O Banco Master concedeu duas operações de crédito que somaram R$ 45,5 milhões ao ex-deputado federal e ex-ministro Walfrido dos Mares Guia, segundo apuração do Metrópoles. Segundo o empresário, os recursos foram utilizados para adquirir ações da farmacêutica Biomm, empresa da qual é fundador e que, na época, tinha o banqueiro Daniel Vorcaro entre os principais acionistas.

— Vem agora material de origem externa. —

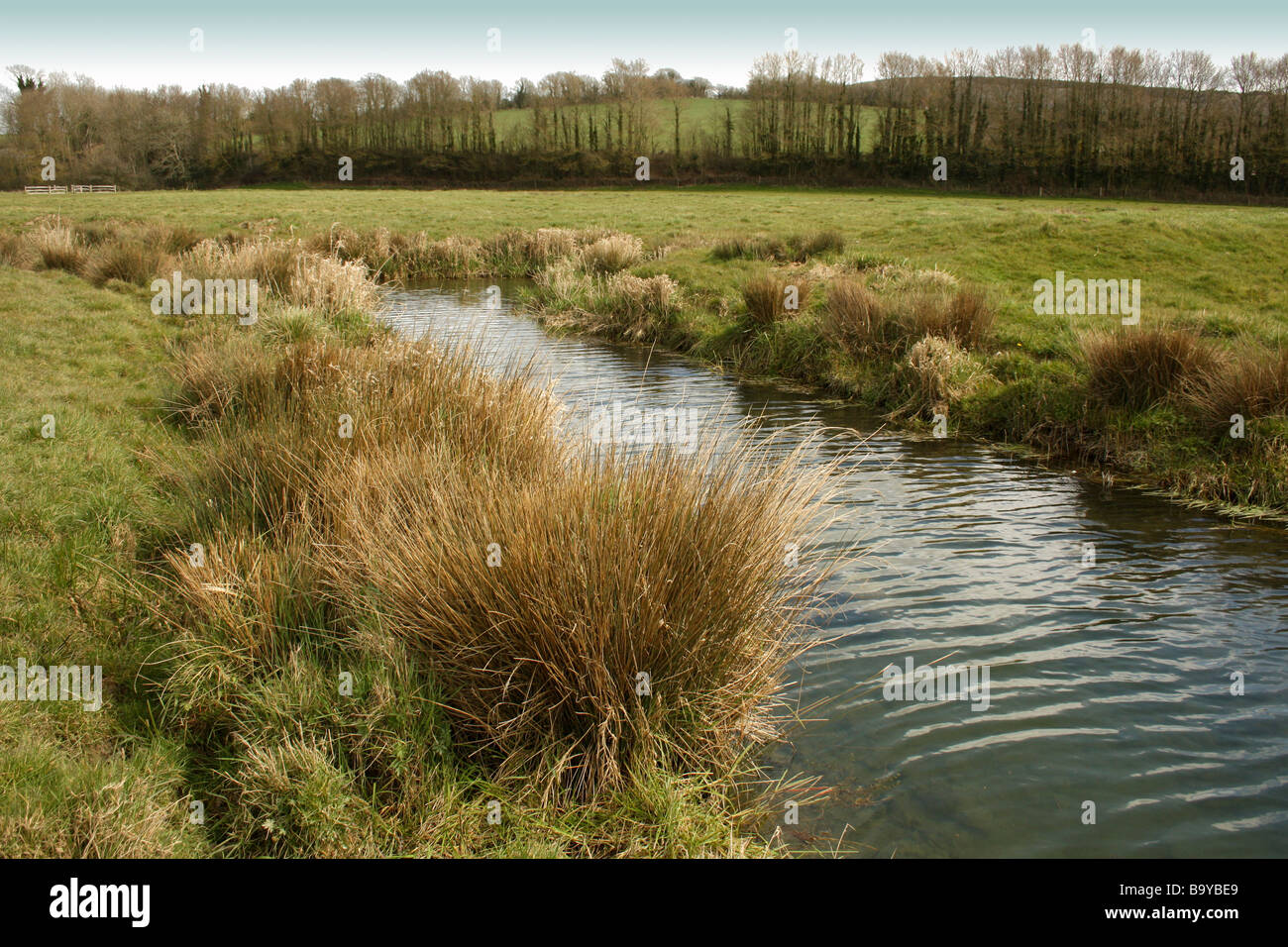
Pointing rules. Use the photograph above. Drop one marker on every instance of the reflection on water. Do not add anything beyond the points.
(1111, 681)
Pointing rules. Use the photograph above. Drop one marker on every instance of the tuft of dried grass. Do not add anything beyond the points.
(129, 261)
(855, 318)
(1250, 381)
(612, 254)
(938, 372)
(330, 286)
(1136, 368)
(58, 248)
(765, 298)
(539, 602)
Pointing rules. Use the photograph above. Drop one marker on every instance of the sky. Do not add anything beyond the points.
(269, 44)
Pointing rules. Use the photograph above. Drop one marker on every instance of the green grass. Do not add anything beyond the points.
(94, 522)
(1222, 266)
(1218, 270)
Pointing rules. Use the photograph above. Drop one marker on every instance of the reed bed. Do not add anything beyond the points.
(533, 579)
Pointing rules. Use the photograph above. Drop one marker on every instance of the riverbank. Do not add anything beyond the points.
(320, 635)
(1151, 403)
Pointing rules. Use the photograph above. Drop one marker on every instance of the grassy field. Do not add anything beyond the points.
(1215, 273)
(911, 303)
(226, 727)
(1228, 265)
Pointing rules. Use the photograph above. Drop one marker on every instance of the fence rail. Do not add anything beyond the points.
(75, 188)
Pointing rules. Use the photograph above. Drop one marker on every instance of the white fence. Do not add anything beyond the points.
(75, 188)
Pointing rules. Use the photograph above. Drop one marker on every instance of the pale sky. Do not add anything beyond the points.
(265, 44)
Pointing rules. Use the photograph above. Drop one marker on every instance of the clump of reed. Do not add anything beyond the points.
(767, 296)
(537, 603)
(1136, 368)
(638, 307)
(531, 578)
(612, 253)
(265, 260)
(962, 316)
(58, 247)
(1249, 380)
(17, 252)
(331, 286)
(863, 322)
(619, 305)
(136, 262)
(795, 249)
(936, 372)
(855, 318)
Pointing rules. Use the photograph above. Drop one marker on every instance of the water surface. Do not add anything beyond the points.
(1108, 682)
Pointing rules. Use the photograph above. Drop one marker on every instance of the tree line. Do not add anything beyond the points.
(1072, 120)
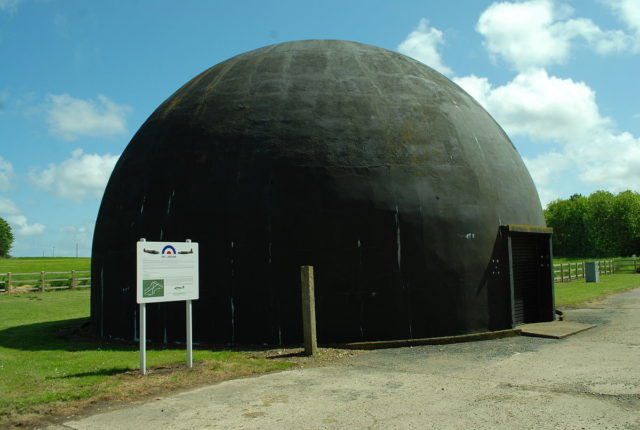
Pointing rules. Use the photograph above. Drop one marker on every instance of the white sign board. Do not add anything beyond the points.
(167, 271)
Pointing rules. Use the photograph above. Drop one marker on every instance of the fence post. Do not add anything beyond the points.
(308, 310)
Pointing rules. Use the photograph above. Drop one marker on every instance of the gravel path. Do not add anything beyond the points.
(587, 381)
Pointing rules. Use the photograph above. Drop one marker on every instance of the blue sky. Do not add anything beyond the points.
(79, 77)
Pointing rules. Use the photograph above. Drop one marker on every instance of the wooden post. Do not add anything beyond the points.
(308, 310)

As operações ocorreram no início de 2024. Em janeiro, o Master liberou R$ 10 milhões. No mês seguinte, concedeu outros R$ 35 milhões. O financiamento coincidiu com o aumento de capital promovido pela Biomm em 2023, concluído no início de 2024, quando Vorcaro, por meio do fundo Catargo, adquiriu ações remanescentes e passou a deter cerca de 18% da companhia.
Segundo Mares Guia, a operação teve como objetivo permitir sua participação na subscrição de novas ações emitidas pela empresa.

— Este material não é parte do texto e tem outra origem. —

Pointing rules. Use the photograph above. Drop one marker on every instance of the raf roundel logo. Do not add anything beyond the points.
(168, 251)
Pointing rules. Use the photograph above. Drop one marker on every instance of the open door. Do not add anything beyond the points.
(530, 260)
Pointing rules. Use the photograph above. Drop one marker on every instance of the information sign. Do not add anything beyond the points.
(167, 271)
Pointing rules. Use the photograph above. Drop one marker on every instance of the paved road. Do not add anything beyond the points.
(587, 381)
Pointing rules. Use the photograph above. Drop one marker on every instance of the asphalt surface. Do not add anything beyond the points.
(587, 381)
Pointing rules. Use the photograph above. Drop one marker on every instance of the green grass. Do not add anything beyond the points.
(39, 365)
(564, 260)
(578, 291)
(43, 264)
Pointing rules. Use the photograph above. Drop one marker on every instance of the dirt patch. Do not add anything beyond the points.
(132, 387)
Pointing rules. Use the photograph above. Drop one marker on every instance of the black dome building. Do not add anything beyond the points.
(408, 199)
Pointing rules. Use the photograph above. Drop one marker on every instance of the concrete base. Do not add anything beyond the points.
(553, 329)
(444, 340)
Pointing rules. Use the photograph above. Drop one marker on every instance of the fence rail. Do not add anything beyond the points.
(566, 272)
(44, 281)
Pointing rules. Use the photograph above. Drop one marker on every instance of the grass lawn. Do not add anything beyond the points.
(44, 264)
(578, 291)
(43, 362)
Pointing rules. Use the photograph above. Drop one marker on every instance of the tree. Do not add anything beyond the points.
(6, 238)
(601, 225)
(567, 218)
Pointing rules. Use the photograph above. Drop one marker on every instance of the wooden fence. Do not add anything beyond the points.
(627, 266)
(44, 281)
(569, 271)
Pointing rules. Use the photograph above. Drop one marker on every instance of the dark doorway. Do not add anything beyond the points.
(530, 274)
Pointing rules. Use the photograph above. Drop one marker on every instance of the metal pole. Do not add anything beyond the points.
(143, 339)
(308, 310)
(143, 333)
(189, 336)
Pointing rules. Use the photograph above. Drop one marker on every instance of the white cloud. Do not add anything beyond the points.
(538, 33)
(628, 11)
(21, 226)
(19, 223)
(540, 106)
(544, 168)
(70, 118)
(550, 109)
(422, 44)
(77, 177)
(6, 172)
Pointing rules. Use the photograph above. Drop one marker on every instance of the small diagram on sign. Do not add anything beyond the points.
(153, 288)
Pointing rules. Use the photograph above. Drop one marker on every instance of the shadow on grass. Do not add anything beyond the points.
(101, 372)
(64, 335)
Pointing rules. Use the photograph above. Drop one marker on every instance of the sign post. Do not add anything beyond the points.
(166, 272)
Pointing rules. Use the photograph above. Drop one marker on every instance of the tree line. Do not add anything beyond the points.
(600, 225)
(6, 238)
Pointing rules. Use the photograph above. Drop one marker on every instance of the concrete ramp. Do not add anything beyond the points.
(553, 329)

“Como ele (Vorcaro) tinha estudado a operação toda, sabia da qualidade, eu tinha o crédito e fiz a operação. A Biomm fez aumento de capital e eu subscrevi. Em vez de usar capital A, B ou C, fiz um financiamento”, afirmou.

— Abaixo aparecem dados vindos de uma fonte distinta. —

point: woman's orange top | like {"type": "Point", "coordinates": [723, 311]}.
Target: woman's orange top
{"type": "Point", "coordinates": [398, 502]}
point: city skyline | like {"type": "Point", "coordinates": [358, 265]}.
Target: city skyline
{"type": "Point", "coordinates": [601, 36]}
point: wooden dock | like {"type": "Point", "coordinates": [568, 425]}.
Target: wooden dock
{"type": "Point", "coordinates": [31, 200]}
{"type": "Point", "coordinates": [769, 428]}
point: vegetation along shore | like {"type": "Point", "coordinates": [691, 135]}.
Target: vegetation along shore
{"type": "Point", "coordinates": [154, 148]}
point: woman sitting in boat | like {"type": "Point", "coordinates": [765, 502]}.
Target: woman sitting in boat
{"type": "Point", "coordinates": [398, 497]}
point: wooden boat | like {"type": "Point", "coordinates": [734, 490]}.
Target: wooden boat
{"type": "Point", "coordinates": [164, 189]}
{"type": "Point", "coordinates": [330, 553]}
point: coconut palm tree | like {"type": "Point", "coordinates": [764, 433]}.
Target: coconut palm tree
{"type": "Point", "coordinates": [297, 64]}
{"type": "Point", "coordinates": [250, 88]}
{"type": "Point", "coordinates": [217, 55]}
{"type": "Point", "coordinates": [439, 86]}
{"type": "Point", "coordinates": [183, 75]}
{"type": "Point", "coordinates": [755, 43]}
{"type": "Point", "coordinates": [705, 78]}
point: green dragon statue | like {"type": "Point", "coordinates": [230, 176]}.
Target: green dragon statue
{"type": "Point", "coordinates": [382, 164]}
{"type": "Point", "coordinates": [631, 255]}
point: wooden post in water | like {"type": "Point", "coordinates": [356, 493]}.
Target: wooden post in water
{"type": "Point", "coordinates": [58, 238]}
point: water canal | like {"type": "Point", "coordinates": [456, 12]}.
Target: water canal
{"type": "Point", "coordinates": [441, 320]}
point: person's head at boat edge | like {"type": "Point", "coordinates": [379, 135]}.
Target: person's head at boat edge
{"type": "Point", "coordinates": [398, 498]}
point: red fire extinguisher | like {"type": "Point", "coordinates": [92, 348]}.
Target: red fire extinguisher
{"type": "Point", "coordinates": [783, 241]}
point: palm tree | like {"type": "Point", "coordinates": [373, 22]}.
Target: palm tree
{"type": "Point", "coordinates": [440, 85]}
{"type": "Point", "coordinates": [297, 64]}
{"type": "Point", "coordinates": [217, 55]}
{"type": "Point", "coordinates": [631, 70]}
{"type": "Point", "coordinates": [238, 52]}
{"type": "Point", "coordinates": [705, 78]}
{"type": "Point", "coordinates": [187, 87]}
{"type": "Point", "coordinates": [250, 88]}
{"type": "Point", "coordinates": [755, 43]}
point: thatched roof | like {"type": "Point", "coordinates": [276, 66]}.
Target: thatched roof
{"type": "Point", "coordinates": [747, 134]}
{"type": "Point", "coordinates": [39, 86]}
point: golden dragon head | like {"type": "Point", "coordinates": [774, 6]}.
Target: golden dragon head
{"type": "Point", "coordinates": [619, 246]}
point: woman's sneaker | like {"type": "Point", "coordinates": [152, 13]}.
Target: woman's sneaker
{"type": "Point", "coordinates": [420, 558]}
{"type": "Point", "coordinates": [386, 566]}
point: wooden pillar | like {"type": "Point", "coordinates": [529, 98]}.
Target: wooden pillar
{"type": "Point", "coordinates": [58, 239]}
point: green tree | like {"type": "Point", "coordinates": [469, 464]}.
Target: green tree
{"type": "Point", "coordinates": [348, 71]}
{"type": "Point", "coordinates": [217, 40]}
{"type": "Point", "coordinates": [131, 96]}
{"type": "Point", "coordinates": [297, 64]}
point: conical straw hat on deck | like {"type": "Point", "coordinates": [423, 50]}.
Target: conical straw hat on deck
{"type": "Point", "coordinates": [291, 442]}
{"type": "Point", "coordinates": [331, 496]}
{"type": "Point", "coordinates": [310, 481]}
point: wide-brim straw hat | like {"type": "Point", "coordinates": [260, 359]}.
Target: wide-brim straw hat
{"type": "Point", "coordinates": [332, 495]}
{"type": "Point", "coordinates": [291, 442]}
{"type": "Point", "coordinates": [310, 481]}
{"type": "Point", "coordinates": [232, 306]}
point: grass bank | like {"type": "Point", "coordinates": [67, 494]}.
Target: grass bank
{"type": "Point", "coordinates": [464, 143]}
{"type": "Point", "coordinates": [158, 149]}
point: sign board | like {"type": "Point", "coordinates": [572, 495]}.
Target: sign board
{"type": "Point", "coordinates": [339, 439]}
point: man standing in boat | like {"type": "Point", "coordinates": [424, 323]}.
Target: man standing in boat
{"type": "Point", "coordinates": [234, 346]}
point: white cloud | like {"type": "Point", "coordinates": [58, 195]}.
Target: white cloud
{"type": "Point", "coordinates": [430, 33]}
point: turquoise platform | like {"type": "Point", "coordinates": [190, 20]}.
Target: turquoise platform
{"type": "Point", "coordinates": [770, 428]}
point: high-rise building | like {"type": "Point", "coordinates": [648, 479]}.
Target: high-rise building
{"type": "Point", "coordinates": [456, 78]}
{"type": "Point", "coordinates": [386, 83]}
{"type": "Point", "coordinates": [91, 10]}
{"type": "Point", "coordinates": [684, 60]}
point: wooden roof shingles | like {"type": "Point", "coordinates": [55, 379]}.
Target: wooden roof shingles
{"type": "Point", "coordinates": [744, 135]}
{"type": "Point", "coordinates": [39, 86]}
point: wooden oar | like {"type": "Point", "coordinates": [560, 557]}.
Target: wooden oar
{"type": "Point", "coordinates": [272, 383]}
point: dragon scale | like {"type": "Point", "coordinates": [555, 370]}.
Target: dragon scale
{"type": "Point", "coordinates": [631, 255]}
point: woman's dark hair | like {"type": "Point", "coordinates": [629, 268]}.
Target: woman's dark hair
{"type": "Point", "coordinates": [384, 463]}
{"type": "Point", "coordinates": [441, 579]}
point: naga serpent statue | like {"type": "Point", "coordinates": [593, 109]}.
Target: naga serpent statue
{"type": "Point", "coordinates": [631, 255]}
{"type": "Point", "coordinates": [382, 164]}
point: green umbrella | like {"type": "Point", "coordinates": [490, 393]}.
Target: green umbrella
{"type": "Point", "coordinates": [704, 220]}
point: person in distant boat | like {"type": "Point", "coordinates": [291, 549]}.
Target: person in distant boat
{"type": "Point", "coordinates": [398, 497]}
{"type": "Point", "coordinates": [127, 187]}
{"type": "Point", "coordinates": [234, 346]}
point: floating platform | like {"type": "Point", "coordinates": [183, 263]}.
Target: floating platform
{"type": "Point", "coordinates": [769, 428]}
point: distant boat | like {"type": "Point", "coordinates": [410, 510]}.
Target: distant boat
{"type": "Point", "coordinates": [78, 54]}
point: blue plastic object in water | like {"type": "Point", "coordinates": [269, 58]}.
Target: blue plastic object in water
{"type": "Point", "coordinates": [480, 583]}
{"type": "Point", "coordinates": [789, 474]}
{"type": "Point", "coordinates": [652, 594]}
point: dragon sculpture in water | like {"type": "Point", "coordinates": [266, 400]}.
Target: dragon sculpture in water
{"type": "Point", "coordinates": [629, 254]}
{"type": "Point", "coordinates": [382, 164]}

O empresário relatou que conheceu Daniel Vorcaro por ambos serem de Belo Horizonte. Segundo ele, o interesse do banqueiro surgiu após conhecer o projeto da fábrica de insulina da Biomm.
“Ele ficou interessado na nossa fábrica de insulina na região de BH, então me ele me procurou, falamos sobre a Biomm, que é uma empresa de capital aberto e tem inúmeros sócios, e ele adquiriu ações da empresa, como qualquer um poderia fazer”, disse.
Três meses após a concessão do crédito, em maio de 2024, a operação foi cedida ao Banco Voiter S.A., instituição que posteriormente passou a se chamar Banco Pleno. Atualmente, o crédito pertence ao Banvox e tem vencimento previsto para 2029.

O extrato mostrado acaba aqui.